Analyze large datasets, such as user engagement metrics, trending content, and job applications.

Use Case: LinkedIn Analytics

To determine how Esha’s posts perform, the platform uses Amazon Redshift to calculate engagement metrics like views, likes, and shares.

Example Data

Engagement Table (Stored in Columns)

Query Example

SELECT PostType, AVG(Likes + Shares) AS AvgEngagement
FROM EngagementAnalytics
GROUP BY PostType;

This helps LinkedIn’s analytics team identify that image posts are the most engaging on average.

Flow:
Esha’s post-engagement data flows from MongoDB into Redshift for analysis, providing insights on which types of content perform best.

4. Graph Database

What It Is

A graph database stores data as nodes (entities) and edges (relationships). It excels at managing and querying complex relationships.

Purpose

Model and analyse user connections, such as friends, colleagues, or mutual connections.

Use Case: Esha’s Network

Esha’s connections, endorsements, and professional groups are stored in Neo4j.

Example Graph Structure

Nodes:
- Esha (User)
- Vamsi (Connection)
- Tech Group (Professional Group)
Edges:
- Esha → Vamsi (Connection)
- Esha → Tech Group (Membership)

Flow:
When LinkedIn suggests “People You May Know,” Neo4j traverses Esha’s network to find second-degree connections like Vamsi’s colleagues.

5. Key-Value Database

What It Is

Key-value databases store data as simple key-value pairs for quick access.
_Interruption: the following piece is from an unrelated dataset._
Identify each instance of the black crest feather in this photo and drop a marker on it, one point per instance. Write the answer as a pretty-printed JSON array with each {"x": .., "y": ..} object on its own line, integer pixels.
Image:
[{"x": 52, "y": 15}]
They are often used for caching and session management.

Purpose

Provide real-time data retrieval for frequently accessed information like notifications, follower counts, or session data.

Use Case: Esha’s Notifications

When Esha logs in, her unread notifications and profile views are instantly fetched from Redis.

Example Key-Value Pairs

esha_notifications: [notif1, notif2, notif3]  
esha_profile_views: 350

Flow:
Redis ensures Esha’s real-time notifications and session data load instantly, enhancing her user experience.

How These Databases Work Together

Here’s a simplified flow of how LinkedIn, with Esha’s profile, utilizes multiple databases:

User Data (Relational Database):
Esha’s structured data, like her profile and job applications, are stored in PostgreSQL.
User Content (NoSQL Database):
Posts, multimedia uploads, and messages are stored in MongoDB.
Engagement Analytics (Column Database):
Amazon Redshift analyzes engagement metrics to identify trends.
Connections (Graph Database):
Neo4j manages Esha’s professional network and suggests new connections.
Real-Time Data (Key-Value Database):
Redis provides instant access to notifications and session data.

Real-Life Flow Example: Esha Logs In

Login (Redis):
Redis retrieves Esha’s active session and notifications.
Feed Loading (PostgreSQL & MongoDB):
Her feed displays posts from her connections, combining structured and multimedia data.
Friend Suggestions (Neo4j):
LinkedIn suggests new connections based on Esha’s current network.
Post Analytics (Amazon Redshift):
The platform uses analytics to show her how well her latest post is performing.

Why Use Multiple Databases?

Each database type has unique strengths:

Relational databases ensure data integrity and support complex queries.
NoSQL databases handle unstructured data like multimedia.
Column databases provide powerful analytics for user engagement.
Graph databases manage and explore complex relationships.
Key-value stores deliver real-time data for caching and notifications.

By integrating these databases, LinkedIn provides a seamless, fast, and feature-rich user experience for profiles like Esha Manyam’s.

Conclusion

Understanding how different databases complement each other is essential for designing scalable applications. Whether it’s storing structured user data, handling unstructured multimedia, or providing real-time updates, each database plays a vital role.